An air-powered generator, known as an “Air-gen,” will offer continuous clean electricity because it uses energy from moisture, which is always present, rather than depending on the sun or wind . Unlike solar panels or wind turbines, which require specific environments to thrive, Air-gens can go anywhere, Yao said.
However, less humidity means less energy can be harvested, he added.

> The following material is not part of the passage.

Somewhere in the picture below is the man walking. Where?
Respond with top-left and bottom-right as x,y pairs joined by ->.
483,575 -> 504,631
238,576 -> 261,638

Winters, with dryer air, will produce less energy than summers.
The device, which is the size of a fingernail and thinner than a hair, is dotted with tiny holes known as nanopores. The holes have a diameter smaller than 100 nanometers, or less than a thousandth the width of a human hair.
The tiny holes allow water in the air to pass through in a way that creates a charge imbalance at the top and bottom of the device, effectively creating a battery that runs continuously.
“We are opening a wide door for harvesting clean electricity from thin air,” Xiaomeng Liu, another author and a UMass engineering graduate student, said in a statement.
While a prototype produces only a small amount of energy — about enough to power a dot of light on a large screen — because of its size, Yao says the Air-gens can be stacked on top of each other, which possibly with air spaces in between. . Power storage is a separate issue, he added.
Yao estimated that about 1 billion Air-gens, stacked about the size of a refrigerator, could produce one kilowatt and partially power a home in ideal conditions. The team hopes to lower the number of devices needed and the space they use by making the tool more efficient. Doing so can be a challenge.
Scientists must first determine which material will work best in different climates. Eventually, Yao said he hopes to develop a technique to scale the device without blocking the moisture it can capture. He likes it too learn how to effectively stack devices on top of each other and how to engineer Air-gen to get more energy from the same size device.
It’s unclear how long that will take.
“Once we optimize it, you can put it anywhere,” Yao said.
It can be embedded in the wall paint in a house, done on a larger scale in unused space in a city or scattered in hard-to-reach areas of the office. And since it can use almost any material, it can take less from the environment than other renewable forms of energy.
“The whole world is covered with a thick layer of moisture,” Yao said. “This is a tremendous source of clean energy. This is just the beginning of harnessing that.”